1771 bestieg Gustav III. nach dem Tod seines Vaters Adolf Friedrich am 12. Februar 1771 als schwedischer König den Thron. Sein politisches Ziel war es, die Macht des Monarchen zu stärken und Schweden nationaler und absolutistischer auszurichten. Gustav III. schwebte ein Schweden wie vor 1680 vor, als das Land eine Großmacht im Ostseeraum war.

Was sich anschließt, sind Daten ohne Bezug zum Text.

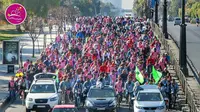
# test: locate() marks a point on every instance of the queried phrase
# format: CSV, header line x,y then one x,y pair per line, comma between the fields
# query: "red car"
x,y
64,108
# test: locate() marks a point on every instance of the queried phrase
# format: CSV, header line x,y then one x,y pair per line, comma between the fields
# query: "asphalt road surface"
x,y
193,41
17,107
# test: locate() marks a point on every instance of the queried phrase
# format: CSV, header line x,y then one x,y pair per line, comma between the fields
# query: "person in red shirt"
x,y
103,68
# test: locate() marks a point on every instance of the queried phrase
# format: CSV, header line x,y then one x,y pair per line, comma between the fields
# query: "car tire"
x,y
28,110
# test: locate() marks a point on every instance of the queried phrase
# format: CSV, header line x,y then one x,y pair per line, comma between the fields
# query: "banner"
x,y
11,52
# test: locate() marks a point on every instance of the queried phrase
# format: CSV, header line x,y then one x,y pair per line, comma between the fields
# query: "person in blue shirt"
x,y
129,85
77,90
107,79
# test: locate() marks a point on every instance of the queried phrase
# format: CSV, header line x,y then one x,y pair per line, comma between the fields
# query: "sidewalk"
x,y
27,54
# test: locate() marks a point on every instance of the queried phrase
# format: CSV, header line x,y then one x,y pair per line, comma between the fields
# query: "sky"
x,y
127,4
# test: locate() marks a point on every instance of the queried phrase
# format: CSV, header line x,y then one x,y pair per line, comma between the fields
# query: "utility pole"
x,y
156,12
164,28
183,48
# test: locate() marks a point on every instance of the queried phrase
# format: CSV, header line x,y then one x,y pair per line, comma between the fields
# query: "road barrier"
x,y
190,95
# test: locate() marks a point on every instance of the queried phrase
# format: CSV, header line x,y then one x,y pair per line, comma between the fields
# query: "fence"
x,y
190,96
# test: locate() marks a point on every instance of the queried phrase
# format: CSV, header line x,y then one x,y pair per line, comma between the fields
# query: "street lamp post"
x,y
183,48
164,28
156,12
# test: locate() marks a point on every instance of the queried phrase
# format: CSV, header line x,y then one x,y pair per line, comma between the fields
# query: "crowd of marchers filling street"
x,y
120,56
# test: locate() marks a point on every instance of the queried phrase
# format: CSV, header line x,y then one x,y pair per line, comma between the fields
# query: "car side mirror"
x,y
26,91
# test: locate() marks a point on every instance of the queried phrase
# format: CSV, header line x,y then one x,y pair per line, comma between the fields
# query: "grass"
x,y
7,32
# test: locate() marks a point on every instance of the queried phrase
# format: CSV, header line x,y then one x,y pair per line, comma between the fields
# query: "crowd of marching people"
x,y
121,52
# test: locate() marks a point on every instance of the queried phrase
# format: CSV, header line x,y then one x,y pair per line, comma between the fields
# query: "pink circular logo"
x,y
15,14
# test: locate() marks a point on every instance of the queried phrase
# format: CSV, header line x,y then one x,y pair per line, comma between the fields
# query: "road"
x,y
193,41
17,107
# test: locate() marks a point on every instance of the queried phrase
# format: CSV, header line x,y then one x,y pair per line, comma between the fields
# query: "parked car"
x,y
42,94
177,21
149,99
101,99
64,108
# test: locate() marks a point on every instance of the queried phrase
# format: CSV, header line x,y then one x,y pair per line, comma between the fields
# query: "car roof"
x,y
149,86
150,91
104,87
64,106
45,75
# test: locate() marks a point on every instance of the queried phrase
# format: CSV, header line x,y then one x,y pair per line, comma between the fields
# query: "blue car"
x,y
101,99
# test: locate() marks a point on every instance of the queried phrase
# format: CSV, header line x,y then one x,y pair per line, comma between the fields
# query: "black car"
x,y
101,99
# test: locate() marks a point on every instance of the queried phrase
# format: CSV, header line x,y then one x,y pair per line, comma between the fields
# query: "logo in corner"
x,y
15,14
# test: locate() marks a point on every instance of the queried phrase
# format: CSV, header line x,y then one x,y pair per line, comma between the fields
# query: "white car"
x,y
149,100
42,94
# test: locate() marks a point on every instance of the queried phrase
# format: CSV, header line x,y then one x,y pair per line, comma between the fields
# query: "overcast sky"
x,y
127,4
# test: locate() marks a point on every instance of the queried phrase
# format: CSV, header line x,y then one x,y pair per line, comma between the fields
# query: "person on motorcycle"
x,y
77,90
65,86
129,89
107,79
86,87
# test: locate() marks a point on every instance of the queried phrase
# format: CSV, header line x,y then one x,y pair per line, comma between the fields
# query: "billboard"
x,y
11,52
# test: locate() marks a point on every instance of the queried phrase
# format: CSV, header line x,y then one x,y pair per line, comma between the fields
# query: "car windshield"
x,y
65,110
95,93
42,88
149,97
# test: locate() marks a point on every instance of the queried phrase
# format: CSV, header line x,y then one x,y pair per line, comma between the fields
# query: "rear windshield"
x,y
65,110
42,88
96,93
149,97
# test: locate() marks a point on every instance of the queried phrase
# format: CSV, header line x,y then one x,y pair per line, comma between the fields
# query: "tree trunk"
x,y
33,54
18,28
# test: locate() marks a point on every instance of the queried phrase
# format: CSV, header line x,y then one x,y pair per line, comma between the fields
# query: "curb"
x,y
5,102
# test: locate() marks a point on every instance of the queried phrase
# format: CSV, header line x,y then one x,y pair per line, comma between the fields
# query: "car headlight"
x,y
88,104
30,99
114,103
53,99
161,107
139,107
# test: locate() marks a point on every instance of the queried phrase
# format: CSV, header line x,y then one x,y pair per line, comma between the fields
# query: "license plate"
x,y
100,108
41,106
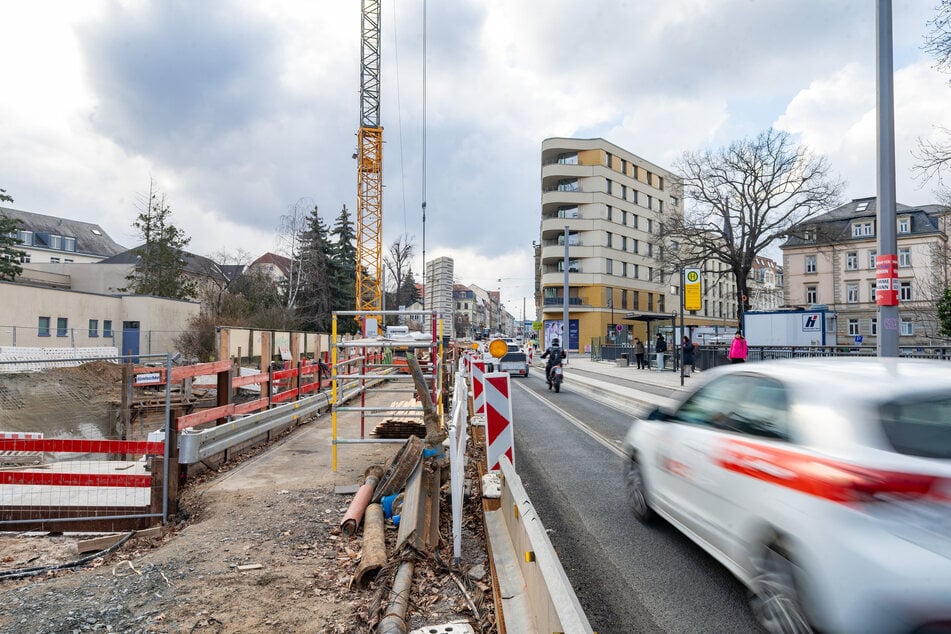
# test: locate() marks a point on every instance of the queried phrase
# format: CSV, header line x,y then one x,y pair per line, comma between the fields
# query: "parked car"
x,y
824,485
515,361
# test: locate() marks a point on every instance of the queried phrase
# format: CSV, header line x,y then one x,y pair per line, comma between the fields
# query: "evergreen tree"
x,y
314,295
160,270
10,256
343,257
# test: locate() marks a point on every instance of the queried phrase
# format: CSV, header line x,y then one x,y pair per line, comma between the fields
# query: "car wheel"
x,y
637,491
774,595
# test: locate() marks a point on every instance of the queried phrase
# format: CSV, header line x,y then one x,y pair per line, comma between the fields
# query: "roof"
x,y
834,226
281,262
91,239
194,264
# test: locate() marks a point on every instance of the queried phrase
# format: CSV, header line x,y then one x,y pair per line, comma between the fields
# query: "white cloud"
x,y
836,116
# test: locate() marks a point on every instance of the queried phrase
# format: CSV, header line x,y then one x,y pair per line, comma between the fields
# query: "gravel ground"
x,y
262,559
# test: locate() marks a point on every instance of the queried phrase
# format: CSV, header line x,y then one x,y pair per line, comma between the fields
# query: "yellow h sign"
x,y
692,291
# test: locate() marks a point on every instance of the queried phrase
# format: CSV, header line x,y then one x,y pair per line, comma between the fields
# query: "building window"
x,y
904,257
904,291
852,293
810,264
853,327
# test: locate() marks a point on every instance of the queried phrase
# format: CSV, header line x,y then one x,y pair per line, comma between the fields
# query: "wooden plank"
x,y
200,369
204,416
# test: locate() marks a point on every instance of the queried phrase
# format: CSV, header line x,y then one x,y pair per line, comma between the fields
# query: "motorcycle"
x,y
555,377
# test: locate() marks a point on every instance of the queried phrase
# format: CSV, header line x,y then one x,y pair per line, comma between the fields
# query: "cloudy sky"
x,y
239,109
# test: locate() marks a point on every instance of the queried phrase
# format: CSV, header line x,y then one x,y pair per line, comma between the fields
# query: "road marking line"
x,y
603,440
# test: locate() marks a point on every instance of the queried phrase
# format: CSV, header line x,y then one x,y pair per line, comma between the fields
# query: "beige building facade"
x,y
831,261
613,204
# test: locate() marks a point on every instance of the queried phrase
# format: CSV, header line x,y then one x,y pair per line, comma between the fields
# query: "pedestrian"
x,y
687,346
639,353
738,349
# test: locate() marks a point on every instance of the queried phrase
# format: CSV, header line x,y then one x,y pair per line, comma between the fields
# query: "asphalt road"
x,y
628,577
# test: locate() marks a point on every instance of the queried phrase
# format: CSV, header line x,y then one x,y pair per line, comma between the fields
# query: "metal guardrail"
x,y
521,548
197,445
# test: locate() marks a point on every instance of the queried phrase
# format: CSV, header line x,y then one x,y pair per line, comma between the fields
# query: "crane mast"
x,y
369,291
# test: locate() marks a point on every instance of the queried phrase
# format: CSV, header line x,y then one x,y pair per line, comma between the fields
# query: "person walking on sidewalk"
x,y
738,349
639,353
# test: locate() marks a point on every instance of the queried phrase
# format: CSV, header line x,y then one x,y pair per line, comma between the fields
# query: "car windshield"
x,y
919,426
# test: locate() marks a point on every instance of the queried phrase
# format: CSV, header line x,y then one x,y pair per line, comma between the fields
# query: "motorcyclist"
x,y
554,355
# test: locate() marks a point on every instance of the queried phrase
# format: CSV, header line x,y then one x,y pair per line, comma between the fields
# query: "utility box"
x,y
790,328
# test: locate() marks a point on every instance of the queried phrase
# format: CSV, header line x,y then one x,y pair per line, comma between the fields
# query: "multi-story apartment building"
x,y
51,239
613,204
439,272
765,285
831,260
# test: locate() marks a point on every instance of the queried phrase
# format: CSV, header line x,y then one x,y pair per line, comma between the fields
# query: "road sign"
x,y
692,295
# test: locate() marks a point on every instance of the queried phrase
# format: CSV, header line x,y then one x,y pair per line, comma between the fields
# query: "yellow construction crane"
x,y
369,291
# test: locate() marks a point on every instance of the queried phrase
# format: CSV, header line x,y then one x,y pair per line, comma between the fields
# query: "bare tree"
x,y
293,225
746,195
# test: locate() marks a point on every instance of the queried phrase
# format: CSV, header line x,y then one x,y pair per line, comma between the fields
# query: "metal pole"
x,y
680,343
564,310
887,240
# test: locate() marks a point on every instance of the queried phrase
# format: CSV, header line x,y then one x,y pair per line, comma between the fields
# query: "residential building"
x,y
610,205
51,239
831,260
765,284
439,272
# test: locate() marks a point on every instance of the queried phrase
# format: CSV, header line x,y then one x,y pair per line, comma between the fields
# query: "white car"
x,y
824,485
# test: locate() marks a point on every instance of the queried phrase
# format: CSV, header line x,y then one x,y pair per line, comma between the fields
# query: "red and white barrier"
x,y
499,432
478,388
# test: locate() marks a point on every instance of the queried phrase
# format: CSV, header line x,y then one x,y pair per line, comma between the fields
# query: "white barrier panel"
x,y
499,434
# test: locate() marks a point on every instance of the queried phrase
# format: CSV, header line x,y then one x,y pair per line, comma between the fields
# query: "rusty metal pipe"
x,y
394,621
353,516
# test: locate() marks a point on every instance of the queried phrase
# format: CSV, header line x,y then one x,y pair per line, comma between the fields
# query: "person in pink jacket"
x,y
738,349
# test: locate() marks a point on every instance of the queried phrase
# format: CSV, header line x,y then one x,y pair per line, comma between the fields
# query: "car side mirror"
x,y
658,413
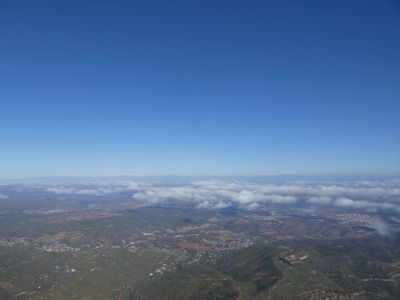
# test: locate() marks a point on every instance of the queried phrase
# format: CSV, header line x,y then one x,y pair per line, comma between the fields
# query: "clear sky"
x,y
199,87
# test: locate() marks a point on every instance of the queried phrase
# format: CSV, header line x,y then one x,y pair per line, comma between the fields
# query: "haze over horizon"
x,y
97,88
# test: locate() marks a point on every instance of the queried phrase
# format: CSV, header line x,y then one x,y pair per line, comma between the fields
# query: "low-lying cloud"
x,y
218,194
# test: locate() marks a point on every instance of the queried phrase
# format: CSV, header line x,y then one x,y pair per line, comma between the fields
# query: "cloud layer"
x,y
217,194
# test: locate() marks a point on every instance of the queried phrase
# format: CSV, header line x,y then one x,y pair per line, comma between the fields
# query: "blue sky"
x,y
199,87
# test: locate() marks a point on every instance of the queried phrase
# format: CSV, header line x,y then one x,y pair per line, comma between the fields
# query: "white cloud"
x,y
370,195
320,200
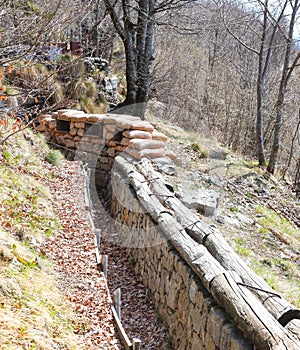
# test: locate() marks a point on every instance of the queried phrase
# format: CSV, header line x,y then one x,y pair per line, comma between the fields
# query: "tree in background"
x,y
30,31
135,23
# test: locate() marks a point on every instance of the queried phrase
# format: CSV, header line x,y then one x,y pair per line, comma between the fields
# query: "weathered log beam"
x,y
213,240
247,311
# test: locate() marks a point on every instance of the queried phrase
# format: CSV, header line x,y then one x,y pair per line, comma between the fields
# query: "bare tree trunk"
x,y
286,73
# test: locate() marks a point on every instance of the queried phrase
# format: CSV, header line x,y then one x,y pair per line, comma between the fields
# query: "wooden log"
x,y
104,263
98,238
219,248
123,336
208,269
250,315
117,302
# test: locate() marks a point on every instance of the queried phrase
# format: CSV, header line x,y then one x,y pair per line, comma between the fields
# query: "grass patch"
x,y
54,157
285,285
241,247
33,315
272,222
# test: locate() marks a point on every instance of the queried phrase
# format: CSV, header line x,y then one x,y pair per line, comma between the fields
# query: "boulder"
x,y
165,165
204,201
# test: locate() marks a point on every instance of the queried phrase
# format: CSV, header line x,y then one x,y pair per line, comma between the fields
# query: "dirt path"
x,y
73,254
84,286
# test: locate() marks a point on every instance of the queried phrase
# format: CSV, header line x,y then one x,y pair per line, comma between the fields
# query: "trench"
x,y
138,314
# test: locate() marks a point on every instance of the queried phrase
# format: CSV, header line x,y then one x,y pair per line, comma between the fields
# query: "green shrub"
x,y
54,157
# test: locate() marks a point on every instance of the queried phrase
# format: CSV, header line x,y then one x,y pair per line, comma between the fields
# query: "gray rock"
x,y
204,201
244,219
165,165
232,221
217,153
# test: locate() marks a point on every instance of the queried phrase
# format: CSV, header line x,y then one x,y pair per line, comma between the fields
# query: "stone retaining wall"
x,y
98,138
195,320
183,276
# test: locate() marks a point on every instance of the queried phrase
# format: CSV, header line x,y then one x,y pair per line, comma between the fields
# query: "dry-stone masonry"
x,y
205,293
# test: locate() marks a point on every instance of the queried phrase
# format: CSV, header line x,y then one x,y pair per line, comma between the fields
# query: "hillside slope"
x,y
42,300
258,214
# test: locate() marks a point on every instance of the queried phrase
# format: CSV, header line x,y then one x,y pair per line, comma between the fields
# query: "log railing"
x,y
255,308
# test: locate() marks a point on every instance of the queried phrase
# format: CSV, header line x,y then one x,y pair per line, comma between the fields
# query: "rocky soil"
x,y
258,214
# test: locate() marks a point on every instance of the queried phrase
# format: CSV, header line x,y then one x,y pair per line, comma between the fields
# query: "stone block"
x,y
142,144
95,118
144,126
111,152
170,154
69,143
196,342
137,134
156,135
79,125
73,132
68,136
41,128
80,132
216,319
52,124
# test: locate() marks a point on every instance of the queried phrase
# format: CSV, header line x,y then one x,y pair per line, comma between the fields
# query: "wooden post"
x,y
117,302
136,344
104,263
98,238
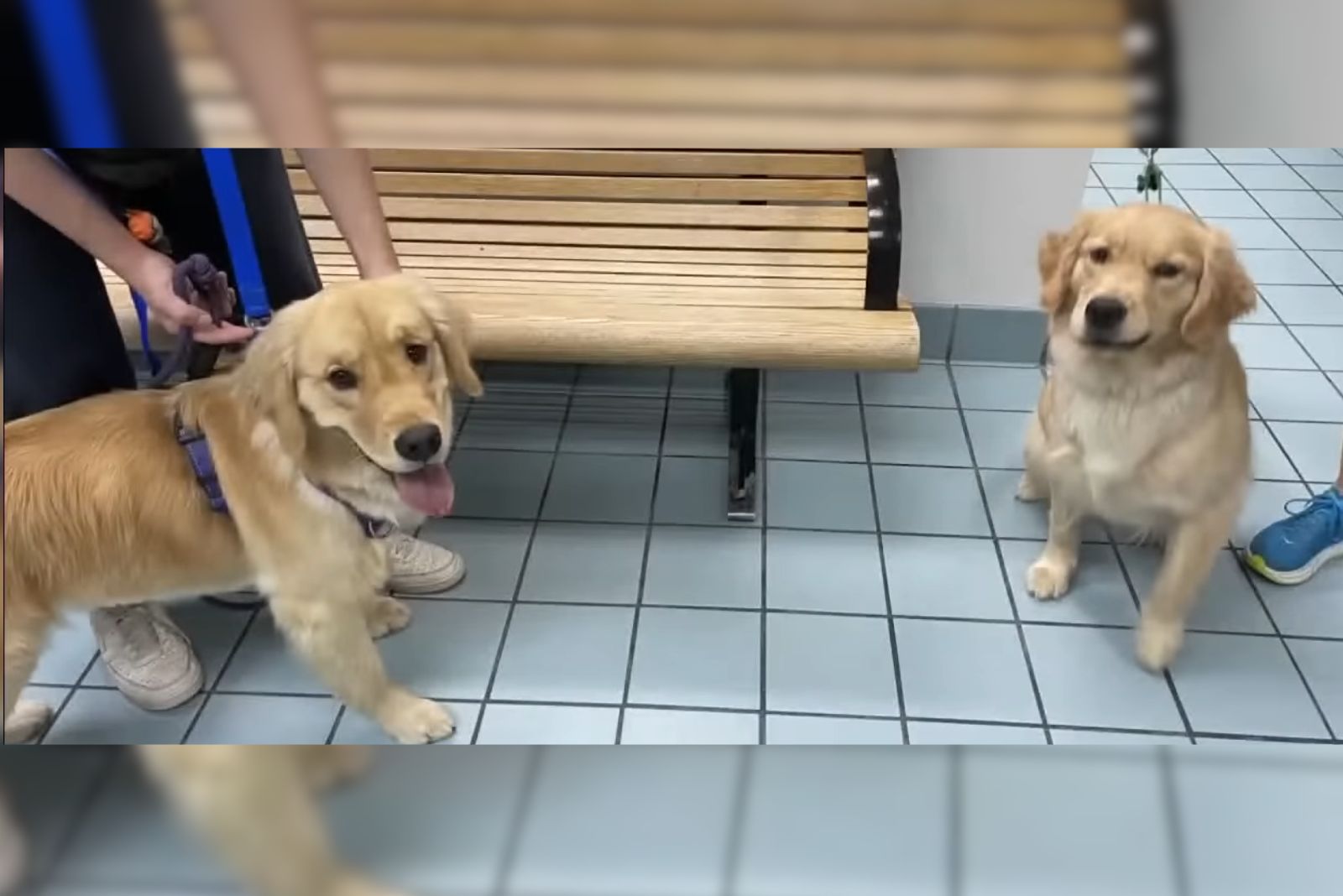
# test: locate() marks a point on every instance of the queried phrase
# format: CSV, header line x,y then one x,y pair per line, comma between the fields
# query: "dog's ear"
x,y
453,327
268,378
1058,259
1225,291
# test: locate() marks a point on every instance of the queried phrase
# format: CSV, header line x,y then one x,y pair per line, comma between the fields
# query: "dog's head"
x,y
376,361
1142,275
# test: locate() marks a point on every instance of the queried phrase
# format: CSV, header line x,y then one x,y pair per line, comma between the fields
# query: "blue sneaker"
x,y
1293,549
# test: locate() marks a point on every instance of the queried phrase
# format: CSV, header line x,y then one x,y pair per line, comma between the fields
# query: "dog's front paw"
x,y
27,721
386,615
411,719
1048,578
1158,643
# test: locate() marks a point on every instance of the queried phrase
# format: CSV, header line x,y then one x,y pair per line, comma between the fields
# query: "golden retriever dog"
x,y
340,414
1143,420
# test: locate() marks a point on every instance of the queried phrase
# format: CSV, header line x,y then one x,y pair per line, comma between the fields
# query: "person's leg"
x,y
62,344
1293,549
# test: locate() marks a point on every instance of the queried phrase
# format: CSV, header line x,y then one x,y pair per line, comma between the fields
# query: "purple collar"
x,y
203,464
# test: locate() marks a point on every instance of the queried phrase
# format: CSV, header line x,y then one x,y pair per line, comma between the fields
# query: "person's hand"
x,y
154,284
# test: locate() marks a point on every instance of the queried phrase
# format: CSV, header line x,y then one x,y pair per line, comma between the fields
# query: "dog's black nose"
x,y
1105,313
420,441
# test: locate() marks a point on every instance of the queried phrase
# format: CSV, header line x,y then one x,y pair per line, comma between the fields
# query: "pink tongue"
x,y
429,490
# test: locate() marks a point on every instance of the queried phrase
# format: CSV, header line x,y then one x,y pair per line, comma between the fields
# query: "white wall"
x,y
973,219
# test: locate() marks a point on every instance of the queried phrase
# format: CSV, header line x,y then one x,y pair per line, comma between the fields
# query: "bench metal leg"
x,y
743,421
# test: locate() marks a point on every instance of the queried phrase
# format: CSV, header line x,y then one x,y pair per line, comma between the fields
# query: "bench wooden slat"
x,y
583,212
598,187
628,237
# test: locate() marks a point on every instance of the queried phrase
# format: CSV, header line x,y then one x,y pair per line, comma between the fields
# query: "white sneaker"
x,y
421,568
149,658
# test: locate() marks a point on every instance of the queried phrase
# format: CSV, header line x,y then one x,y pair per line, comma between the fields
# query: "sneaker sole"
x,y
1293,576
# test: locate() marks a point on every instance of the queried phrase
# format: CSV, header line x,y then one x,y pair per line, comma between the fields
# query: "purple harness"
x,y
203,464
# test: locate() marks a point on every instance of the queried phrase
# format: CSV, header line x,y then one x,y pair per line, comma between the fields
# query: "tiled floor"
x,y
880,596
980,821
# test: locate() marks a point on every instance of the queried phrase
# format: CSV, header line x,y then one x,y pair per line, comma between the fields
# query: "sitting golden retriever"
x,y
1143,420
335,427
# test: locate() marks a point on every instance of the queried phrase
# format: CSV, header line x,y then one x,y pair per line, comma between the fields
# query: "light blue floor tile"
x,y
515,420
1244,685
1306,304
1322,664
69,652
875,824
642,833
1268,459
508,723
1293,203
928,387
1088,676
917,436
1291,394
939,683
702,566
1314,447
964,734
564,655
689,727
601,488
492,550
829,571
928,501
230,718
814,730
212,629
832,387
1244,156
1259,828
1099,595
1311,608
1253,232
1282,266
359,728
1184,177
429,824
619,425
695,491
1267,177
1228,602
1033,819
614,380
946,577
829,664
696,427
1269,346
998,438
809,495
1221,203
1323,176
500,483
584,562
799,431
698,659
997,388
107,718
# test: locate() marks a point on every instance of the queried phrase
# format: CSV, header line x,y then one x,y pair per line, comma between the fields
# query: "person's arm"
x,y
44,187
346,180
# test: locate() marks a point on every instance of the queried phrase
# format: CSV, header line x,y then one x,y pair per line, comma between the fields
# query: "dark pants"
x,y
60,336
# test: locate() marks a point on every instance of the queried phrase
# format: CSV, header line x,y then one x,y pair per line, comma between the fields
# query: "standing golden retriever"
x,y
336,423
1143,420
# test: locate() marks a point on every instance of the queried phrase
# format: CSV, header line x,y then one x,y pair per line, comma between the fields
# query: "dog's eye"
x,y
342,378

In den ersten Monaten seiner Herrschaft machte Gustav III. der Nobilität glauben, dass er die weitgehenden politischen Vorrechte des Adels beibehalten und sogar stärken wolle. Noch am 5. März 1772 unterschrieb er die „Versicherungsakte“, die die königliche Gewalt noch weiter einschränkte. Allerdings holte er nach seiner Krönung am 29. Mai 1772 mit Hilfe von Militär und Volk bald zum Gegenschlag gegen den Adel aus. Am 19. August 1772 putschte er mit Hilfe der Offiziere und mit Unterstützung des Bürgertums in Stockholm und riss die alleinige Macht an sich.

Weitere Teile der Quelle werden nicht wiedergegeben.